Pandemics and crises like these provide ample evidence of the need for universal healthcare coverage and a streamlining of the health industry through policy like Medicare for All.
The rapid spread of the COVID-19 pandemic has been accompanied by mass firings and economic insecurity.
The United States, unlike other wealthy nations, lacks a national healthcare system that provides universal coverage.
Combined massive layoffs with a system that encourages employer provided health insurance and you get the risk of 3.5 million workers left out to dry, uninsured.
This is an unacceptable eventuality that we may be charging toward. For workers to be kicked off insurance that allows them to seek care without the risk of crippling medical debt is a death sentence.
In times like these, any hesitation over seeking medical care due to the cost can subtract precious days, or weeks, from a potentially-limited window of effective treatment.
Ten percent of Americans are uninsured. With the flick of business owners’ pens, to make millions more lose coverage in the middle of a global pandemic is a uniquely-American farce created by the incestuous intertwining of insurance companies and political elites.
Neither the Democratic corporate technocrats nor the Republican robber barons are willing to give up the millions in insurance and pharmaceutical industry lobbying money they receive in campaign donations and post-public office job prospects.
Even during the most disturbing public health crisis in living memory, presidential candidate Joe Biden refuses to acquiesce to a M4A plan, going so far as to blame Italy’s COVID predicament on their single-payer health system.
Despite the protests of Italians that their healthcare system is in fact stopping a bad situation from becoming worse, American elites have, and will continue, to reject the only proposed solution that would provide care to everyone.
Hillary Clinton recommending that Trump reopen the Obamacare health care exchanges is like asking for the life jackets to be made available for purchase during a flood. Many of the uninsured could not afford to purchase these plans even if Trump were to open them.

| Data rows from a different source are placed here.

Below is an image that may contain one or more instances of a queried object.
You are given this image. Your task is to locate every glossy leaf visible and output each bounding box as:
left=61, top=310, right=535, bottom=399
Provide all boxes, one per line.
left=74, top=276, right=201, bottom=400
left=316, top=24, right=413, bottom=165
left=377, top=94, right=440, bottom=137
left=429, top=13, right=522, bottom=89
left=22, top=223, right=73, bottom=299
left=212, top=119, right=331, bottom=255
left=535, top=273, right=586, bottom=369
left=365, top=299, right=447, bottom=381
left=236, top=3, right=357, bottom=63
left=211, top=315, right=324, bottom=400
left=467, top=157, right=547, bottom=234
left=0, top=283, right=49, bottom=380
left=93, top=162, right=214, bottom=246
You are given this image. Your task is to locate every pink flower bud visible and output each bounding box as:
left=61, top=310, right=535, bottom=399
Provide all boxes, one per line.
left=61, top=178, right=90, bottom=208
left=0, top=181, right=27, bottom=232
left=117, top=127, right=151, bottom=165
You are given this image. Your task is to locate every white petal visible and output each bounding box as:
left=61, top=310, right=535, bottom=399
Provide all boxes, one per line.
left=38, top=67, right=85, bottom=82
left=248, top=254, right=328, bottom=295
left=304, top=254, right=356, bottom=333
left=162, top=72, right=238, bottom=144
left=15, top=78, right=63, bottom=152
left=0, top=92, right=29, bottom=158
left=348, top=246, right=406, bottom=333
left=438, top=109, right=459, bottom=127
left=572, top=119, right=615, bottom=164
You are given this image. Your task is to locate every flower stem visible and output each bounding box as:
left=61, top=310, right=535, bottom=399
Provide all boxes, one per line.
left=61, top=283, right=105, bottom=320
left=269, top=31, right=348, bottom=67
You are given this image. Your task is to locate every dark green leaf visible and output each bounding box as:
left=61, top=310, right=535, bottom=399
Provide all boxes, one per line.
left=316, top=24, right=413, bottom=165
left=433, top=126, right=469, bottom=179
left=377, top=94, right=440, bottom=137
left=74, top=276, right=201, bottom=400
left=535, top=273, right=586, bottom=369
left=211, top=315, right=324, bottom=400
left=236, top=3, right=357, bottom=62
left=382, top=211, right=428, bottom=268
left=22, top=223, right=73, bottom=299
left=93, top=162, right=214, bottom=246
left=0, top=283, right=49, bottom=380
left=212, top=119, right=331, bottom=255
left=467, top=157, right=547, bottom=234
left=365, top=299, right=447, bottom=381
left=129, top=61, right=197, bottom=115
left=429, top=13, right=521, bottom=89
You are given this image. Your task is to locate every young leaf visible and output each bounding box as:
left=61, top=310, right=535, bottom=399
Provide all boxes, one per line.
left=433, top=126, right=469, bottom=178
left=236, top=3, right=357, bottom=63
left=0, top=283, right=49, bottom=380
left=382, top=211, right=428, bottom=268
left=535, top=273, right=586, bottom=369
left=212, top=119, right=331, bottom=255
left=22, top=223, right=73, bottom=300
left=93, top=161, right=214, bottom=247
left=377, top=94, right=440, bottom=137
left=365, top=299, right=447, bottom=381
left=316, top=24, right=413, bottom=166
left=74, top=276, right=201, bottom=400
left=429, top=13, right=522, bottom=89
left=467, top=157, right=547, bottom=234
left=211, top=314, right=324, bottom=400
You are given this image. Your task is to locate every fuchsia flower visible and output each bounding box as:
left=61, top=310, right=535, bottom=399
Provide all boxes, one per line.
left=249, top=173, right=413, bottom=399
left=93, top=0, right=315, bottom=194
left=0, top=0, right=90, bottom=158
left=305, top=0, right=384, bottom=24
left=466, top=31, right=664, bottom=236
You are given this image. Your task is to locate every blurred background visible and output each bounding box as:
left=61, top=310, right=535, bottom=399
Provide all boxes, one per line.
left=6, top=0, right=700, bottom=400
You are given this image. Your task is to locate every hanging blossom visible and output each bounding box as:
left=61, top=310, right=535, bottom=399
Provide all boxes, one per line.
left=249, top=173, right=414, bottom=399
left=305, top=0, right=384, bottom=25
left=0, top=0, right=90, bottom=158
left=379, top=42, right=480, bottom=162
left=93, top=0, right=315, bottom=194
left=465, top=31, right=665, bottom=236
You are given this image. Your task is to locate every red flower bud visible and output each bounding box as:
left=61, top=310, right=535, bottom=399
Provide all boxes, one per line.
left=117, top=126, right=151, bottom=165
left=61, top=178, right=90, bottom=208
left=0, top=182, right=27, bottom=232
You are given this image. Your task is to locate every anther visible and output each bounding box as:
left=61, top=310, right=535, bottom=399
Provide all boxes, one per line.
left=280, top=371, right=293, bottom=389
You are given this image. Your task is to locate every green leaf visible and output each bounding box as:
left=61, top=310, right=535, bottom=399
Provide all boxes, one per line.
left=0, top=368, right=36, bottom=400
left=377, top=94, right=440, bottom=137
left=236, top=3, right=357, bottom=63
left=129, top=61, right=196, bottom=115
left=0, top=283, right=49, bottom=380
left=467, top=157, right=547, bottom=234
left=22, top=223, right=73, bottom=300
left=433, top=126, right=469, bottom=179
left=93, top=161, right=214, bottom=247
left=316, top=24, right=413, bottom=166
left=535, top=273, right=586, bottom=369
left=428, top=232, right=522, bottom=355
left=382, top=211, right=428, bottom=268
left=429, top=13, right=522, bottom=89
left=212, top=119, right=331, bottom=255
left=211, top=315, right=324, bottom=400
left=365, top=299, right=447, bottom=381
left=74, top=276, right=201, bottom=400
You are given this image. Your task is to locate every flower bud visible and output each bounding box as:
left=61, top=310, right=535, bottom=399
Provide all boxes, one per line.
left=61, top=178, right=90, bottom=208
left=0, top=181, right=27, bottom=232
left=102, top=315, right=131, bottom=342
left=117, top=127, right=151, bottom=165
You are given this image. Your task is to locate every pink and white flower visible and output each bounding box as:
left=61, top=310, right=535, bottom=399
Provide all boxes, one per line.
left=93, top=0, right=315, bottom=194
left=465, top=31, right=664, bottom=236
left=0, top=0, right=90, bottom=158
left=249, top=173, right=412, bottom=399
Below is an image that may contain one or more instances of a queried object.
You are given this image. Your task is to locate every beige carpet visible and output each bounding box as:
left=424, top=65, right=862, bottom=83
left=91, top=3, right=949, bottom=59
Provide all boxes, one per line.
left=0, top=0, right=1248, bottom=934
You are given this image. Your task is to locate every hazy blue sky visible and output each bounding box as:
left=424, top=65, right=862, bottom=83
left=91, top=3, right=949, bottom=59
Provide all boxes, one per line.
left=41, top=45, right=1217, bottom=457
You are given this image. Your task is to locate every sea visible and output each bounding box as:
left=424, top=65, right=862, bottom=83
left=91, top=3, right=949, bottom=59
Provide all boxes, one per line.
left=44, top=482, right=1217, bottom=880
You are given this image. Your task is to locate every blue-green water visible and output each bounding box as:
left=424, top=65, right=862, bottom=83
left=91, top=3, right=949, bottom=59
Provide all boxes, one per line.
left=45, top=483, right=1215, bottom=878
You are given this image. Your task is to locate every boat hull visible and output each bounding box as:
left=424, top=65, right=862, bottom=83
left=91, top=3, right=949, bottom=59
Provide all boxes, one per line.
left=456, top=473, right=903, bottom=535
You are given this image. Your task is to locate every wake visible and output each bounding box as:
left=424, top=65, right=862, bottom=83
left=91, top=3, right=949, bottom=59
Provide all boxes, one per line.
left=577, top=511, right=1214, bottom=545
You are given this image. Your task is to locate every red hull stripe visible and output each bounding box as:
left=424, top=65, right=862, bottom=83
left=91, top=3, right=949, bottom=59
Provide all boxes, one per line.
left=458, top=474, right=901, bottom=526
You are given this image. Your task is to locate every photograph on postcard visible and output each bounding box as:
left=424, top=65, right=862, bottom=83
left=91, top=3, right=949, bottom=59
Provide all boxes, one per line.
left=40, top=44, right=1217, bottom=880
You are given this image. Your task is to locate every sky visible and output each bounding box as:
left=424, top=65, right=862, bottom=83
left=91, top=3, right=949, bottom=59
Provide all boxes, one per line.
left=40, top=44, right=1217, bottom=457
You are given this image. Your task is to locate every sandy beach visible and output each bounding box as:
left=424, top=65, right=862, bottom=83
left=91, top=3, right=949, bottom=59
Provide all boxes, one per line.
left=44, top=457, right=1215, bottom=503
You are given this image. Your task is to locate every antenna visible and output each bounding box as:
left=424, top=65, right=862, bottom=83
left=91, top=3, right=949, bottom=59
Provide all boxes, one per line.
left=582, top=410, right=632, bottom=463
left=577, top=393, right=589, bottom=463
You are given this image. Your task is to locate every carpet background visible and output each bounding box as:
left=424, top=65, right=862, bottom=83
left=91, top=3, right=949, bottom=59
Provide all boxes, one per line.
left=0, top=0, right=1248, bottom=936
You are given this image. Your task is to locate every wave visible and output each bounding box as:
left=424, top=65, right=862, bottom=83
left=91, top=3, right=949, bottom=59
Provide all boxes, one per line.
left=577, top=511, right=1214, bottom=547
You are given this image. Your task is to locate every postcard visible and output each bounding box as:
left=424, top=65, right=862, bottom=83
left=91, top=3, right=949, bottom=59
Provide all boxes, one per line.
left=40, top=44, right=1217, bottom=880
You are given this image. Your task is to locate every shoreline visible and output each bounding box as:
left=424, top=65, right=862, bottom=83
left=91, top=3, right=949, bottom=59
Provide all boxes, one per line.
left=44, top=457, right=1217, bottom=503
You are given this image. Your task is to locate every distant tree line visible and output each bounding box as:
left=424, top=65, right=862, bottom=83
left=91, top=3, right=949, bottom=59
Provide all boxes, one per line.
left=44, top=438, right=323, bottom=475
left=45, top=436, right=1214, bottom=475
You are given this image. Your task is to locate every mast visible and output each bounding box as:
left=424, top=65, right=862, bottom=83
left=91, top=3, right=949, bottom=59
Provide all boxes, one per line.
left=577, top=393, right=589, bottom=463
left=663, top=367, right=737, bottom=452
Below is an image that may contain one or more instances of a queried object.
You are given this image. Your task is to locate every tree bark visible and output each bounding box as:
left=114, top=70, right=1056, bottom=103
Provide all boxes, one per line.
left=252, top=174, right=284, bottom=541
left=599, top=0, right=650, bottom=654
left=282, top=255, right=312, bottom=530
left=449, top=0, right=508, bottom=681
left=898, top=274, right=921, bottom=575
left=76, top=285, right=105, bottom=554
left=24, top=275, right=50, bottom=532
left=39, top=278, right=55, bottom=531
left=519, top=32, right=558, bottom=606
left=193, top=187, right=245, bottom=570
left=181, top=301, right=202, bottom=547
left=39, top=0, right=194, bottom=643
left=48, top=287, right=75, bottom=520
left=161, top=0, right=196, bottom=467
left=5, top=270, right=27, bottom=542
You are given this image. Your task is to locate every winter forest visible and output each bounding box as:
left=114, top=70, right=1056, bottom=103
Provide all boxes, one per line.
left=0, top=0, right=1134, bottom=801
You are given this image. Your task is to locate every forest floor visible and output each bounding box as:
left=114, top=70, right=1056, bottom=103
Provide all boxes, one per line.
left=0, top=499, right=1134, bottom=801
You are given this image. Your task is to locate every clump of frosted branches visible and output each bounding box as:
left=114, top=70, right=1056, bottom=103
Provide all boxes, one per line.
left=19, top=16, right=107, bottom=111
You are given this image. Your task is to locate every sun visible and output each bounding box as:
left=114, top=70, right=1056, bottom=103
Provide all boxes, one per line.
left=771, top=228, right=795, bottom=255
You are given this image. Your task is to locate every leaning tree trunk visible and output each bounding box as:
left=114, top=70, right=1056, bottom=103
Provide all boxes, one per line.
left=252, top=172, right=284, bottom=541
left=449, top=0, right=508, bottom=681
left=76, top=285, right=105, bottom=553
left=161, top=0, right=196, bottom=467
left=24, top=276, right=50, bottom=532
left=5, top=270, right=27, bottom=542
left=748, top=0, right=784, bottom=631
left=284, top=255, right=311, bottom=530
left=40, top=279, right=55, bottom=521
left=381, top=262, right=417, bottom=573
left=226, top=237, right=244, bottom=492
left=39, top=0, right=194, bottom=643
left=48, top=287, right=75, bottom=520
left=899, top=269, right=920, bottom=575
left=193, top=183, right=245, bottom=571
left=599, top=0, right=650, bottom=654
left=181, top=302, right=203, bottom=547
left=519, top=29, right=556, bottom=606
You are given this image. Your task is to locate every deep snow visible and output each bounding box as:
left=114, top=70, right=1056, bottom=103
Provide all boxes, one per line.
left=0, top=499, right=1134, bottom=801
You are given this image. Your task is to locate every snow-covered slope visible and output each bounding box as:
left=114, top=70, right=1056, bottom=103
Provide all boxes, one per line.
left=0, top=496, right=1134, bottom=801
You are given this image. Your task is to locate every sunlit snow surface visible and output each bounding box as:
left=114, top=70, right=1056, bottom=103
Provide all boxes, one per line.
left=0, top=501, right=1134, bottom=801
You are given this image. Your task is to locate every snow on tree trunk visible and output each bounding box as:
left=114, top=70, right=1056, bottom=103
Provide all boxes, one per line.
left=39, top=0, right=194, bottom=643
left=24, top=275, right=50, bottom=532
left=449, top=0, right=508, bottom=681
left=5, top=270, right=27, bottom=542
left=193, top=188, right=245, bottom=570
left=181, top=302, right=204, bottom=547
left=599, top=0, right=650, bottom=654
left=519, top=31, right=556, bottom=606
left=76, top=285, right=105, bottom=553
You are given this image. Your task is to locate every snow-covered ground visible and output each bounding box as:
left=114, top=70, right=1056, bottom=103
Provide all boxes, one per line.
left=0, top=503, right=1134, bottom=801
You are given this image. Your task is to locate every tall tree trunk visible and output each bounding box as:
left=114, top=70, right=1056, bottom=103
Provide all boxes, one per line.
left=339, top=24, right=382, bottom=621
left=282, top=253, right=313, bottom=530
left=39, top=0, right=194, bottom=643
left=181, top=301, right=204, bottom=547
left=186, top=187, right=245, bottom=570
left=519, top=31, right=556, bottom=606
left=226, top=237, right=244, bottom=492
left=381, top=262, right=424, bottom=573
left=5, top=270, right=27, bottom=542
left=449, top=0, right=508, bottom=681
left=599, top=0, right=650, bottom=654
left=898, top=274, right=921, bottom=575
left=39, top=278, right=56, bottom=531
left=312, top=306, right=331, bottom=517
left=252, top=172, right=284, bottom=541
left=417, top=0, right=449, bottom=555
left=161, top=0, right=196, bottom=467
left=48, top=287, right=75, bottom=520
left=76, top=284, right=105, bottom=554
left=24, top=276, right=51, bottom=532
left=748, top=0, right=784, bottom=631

The health care exchange also would not solve another cruel and unique feature of American healthcare: urgent care clinics refusing to treat a patient who lacks insurance.
For hospitals and clinics to prioritize profits over total access to treatments is a failure of economics and human decency.
Many insurance companies have so generously claimed to cover all Coronavirus treatments during the crisis but we should be suspicious of their motivations. Experts warn these companies may simply hike premiums by up to 40% in 2021 to cover the unforeseen costs of COVID.
This, along with the high likelihood of a bipartisan bailout, could see insurance companies coming out of this crisis with a profit rather than a lesson.
However, this conversation should not be about money or cost but rather about the lives we could save by simply allowing everyone to get the medical care that they need.
It’s simply cruel to build a monetary turnstile around hospital entrances and demand someone empty their wallet to get chemotherapy or a Coronavirus test.